Detrás del telón ideológico, y con estas fuerzas plegadas a su favor, está la verdadera orgía del poder: la corrupción uniformada, el clasismo más vulgar, la criminalidad vestida de justicia social, la eterna manipulación, el racismo, el odio y la guerra contra todo lo que pueda desestabilizar los andamios del régimen, es decir: cualquier defensa de las expresiones de la sociedad civil.

El momento más grandioso para cualquier dictadura es la abolición de la separación de los poderes públicos. Ahí es cuando la democracia se cae de rodillas, la libertad se empequeñece y la civilidad es herida de muerte con las más pedestres consignas.

Para algunos el exilio se vuelve la puerta hacia la única salvación posible. La resignación hace su labor en los que se quedan, que es la inmensa mayoría. La delincuencia aumenta velozmente, se hace congénita. También crece la lista de “enemigos internos de la revolución”. Muchos no tardan en ser presos políticos por supuestas traiciones patrióticas y delitos improvisados en manos de los arquitectos del mal de la policía política, sobre todo los líderes de la oposición, que intentarán maniatar con todo tipo de amenazas.

Se incrementan las miserias: las materiales (por la incapacidad del sistema para generar riquezas y su natural disposición de repartir únicamente la pobreza) y las humanas (por la expansión de las carestías y el ocaso de la moral).
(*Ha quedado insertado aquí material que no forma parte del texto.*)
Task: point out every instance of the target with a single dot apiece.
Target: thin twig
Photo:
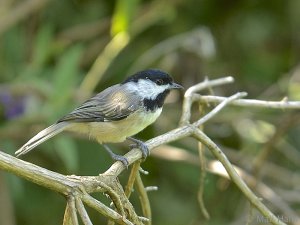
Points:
(216, 151)
(82, 212)
(188, 101)
(284, 104)
(219, 107)
(70, 217)
(202, 180)
(143, 196)
(131, 179)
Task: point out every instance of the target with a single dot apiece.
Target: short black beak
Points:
(176, 86)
Y para completar el aquelarre social, la verdadera cultura nacional se vulgariza y sus subproductos, junto a los pálidos ecos de la revolución, se entregan a la multitud como banderas y caminos al éxito. Los ideales sufren, son despreciados, acusados de todo lo contrario, se descomponen, mutan, sobreviven. El pensamiento libre es un difícil enemigo de las dictaduras y tratarán de reducirlo a la mínima expresión.
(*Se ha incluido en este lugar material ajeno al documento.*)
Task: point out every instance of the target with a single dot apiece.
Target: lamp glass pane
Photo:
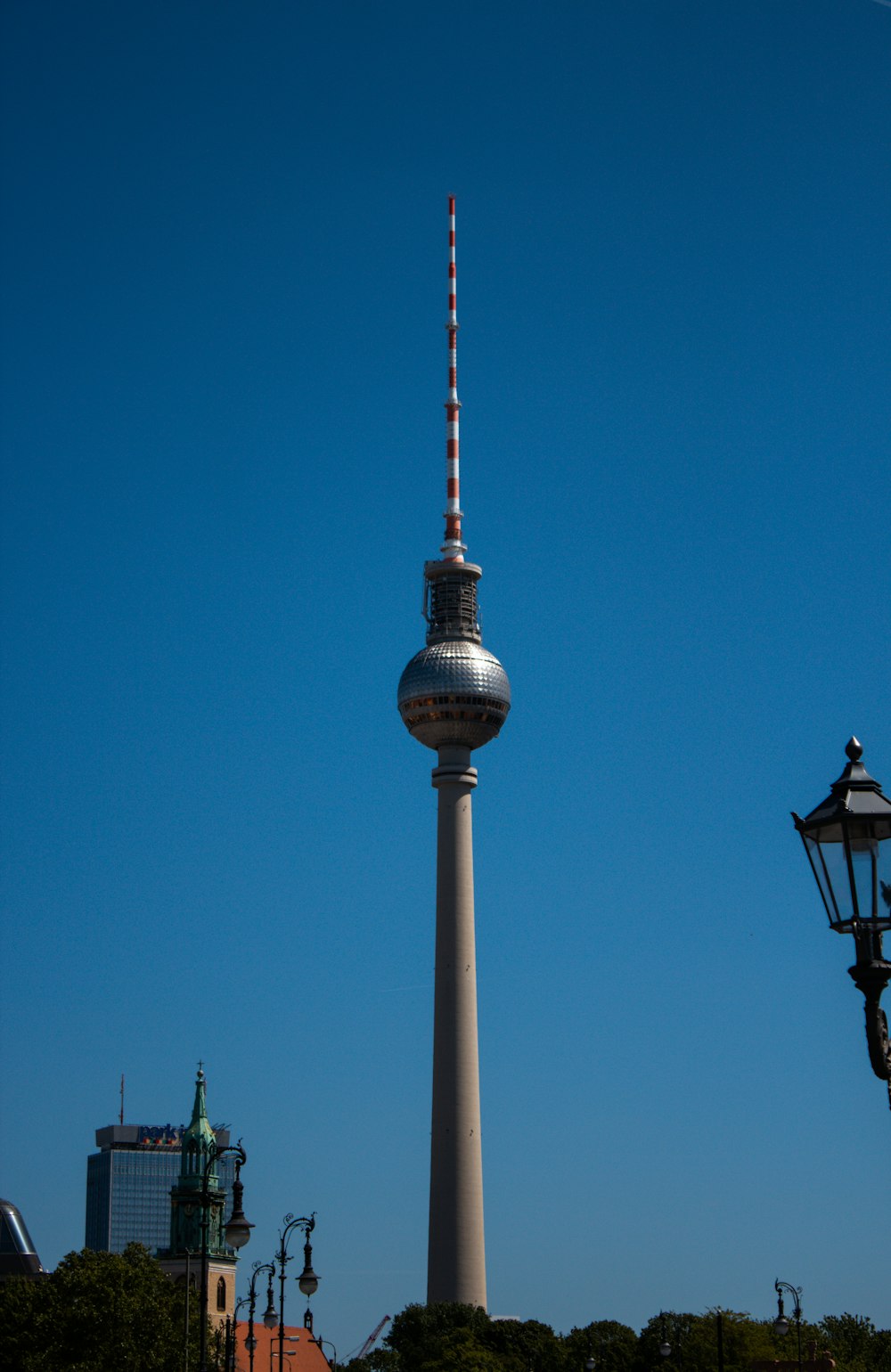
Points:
(813, 853)
(865, 861)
El castrismo embiste en todas direcciones. Sus adversarios políticos, los internos y los externos, son señalados como bacterias a las que hay que censurar y satanizar con ese epíteto infernal, que se instala en el centro de la propaganda oficial y que no dudan en hacer llegar lo mismo a escuelas primarias y barrios que a universidades: “Los enemigos del pueblo y de la revolución”.
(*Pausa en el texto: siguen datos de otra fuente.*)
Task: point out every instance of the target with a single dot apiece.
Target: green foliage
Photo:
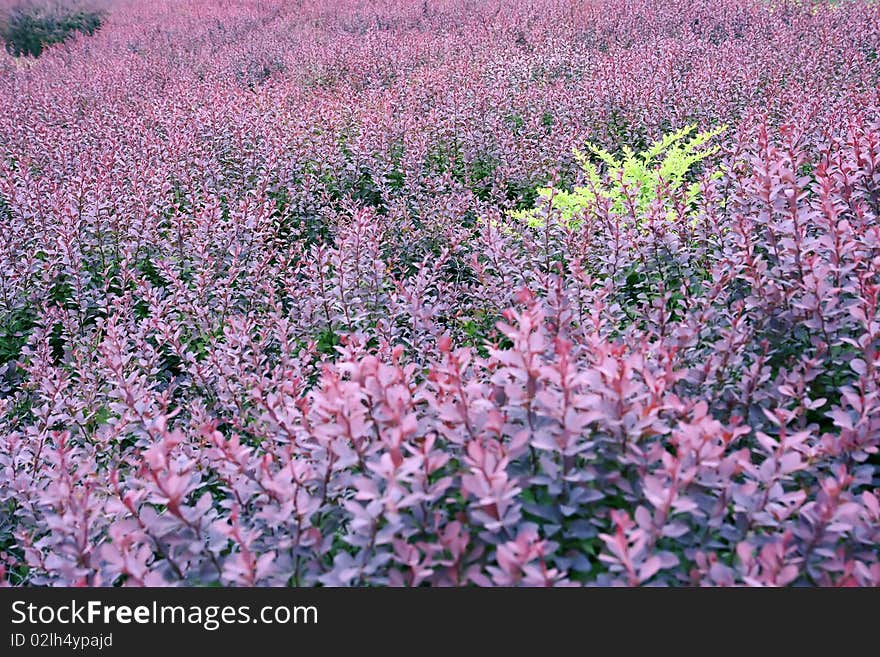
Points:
(28, 30)
(668, 164)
Pueblo y revolución confluyen en el velado mensaje del máximo líder y todos los que caigan en esa red macabra se convierten en apestados y deben ser exterminados. Los adversarios son sencillamente enemigos. La violencia y el terror quedan implantados por decreto. Disentir, pensar es también un delito. Lo mismo ocurre con la menor de las críticas que pueda resultar riesgosa para la permanencia –ya sin grandes contratiempos– del régimen.

Minimizar al hombre es la meta. Impedir que el individuo saque la cabeza por encima de la multitud. Hambre, represión, cansancio, desesperanza, aislamiento, adoctrinamiento, doble moral, miedo, autocensura, psicosis colectiva, eutanasia nacional.

Llegado este momento hay tanto ruido que las verdades no se escuchan o se escuchan muy mal. La gritería no solo agobia a la nación en crisis sino que también distorsiona el entendimiento de la comunidad internacional, que tampoco es que preste demasiada atención, a veces incluso viendo las barbas de su vecino arder.

Entretanto, los barrotes de la cárcel totalitaria se van sembrando cada vez más. Unos los ven con facilidad. A otros les cuesta más trabajo. Y hay quien no se entera nunca de lo que realmente sucede, siquiera siendo devorado por el dulce veneno de la araña.

La estrategia de la telaraña es cardinal para el castrismo. Es parte de su esencia engañosa. Más que curioso resulta simbólico que algunas sedas de estos depredadores puedan ser tan resistentes como el acero. Algo en lo que las personas caen en cuenta cuando ya se han convertido en presas. La seda del castrismo sigue siendo pegajosa, pero la crisis en Venezuela le ha hecho perder viscosidad. Por suerte ninguna telaraña es eterna: con el tiempo todas pierden su poder adhesivo y no sirven para seguir cazando. Esa es la buena noticia. Y debemos aprovecharla.